Although it is hard to predict what projects exactly will be successful, I do think there are some things you can do to improve your chances. A lot of these have been detailed elsewhere. Just handing a village something like a tractor with no training on repair and no way to pay for gas is going to be pretty useless. You have to make sure there is actually a market for whatever you’re proposing people make or grow, and a way to get it to that market. Projects should focus on people’s ability to maintain it using the resources they have available.

Along those lines, one lesson I have learned is on the definition of “low cost.” Sometimes I Google for ideas for things like improved solar dryers and come across projects that comment on their “low cost.” But when these projects say that, they usually mean that they are less than $25 or something like that, maybe even $2. But around here, $2 is a term’s worth of school fees, which I mentioned a lot of people have trouble scraping together. So if you come in with your “low cost” project of $2, you could be asking someone to choose between your project or sending their kid to school.

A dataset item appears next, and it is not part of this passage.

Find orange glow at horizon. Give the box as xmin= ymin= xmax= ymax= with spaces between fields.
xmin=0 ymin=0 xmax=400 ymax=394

So while I understand the need to spend money to make money, “low cost” can still be very pricey.

But with all that, I do think development work is very possible and very important, even if it could be done better. I think the timelines on a lot of these projects are really too short to tell if you’re going to be successful. I have two years here in Zambia, but the agricultural cycle takes about a full year. That means I really only have two shots to introduce a new agricultural system. And if I introduce something in that second cycle then I’ll probably be gone before I can really tell if it works. Agricultural projects can take years to pay off; techniques such as conservation farming require 3-4 years of labor invested before the farmer really starts to see savings in labor and fertilizer. On the health front, if I teach about malaria or HIV, then really the metric there is if they get malaria of HIV for the rest of their lives, not just in the two years I’m around to watch.

But development does have an effect on people’s lives. In Dark Star Safari, Paul Theroux meets people he knew and taught or taught with as a Peace Corps Volunteer and then afterwards as a university professor. These are people that have successful careers and have raised families. People have a lot of teachers in their lives, and each affects them, but who’s to say Mr. Theroux there didn’t have some meaningful impact in improving at least some of his student’s lives? Even if most businesses we help people start eventually fail, some will succeed and give people a shot at making more money than they otherwise would, with follow-on benefits like being able to send their kids to school or invest in more businesses. If they don’t start any businesses, then all of them will fail.

I’m very much in favor of development work as a whole. I think there are a whole lot of ways to do it wrong, and I’m not even sure the Peace Corps method is the best method if you’re main goal is improving lives most effectively and cost-effectively (America gets other benefits from the Peace Corps, don’t forget). But I think it is going to be easy to point out the ways the development fails because the nature of development work means most development projects will fail. But some will succeed and it is hard to tell on what timeframe they’ll make an impact.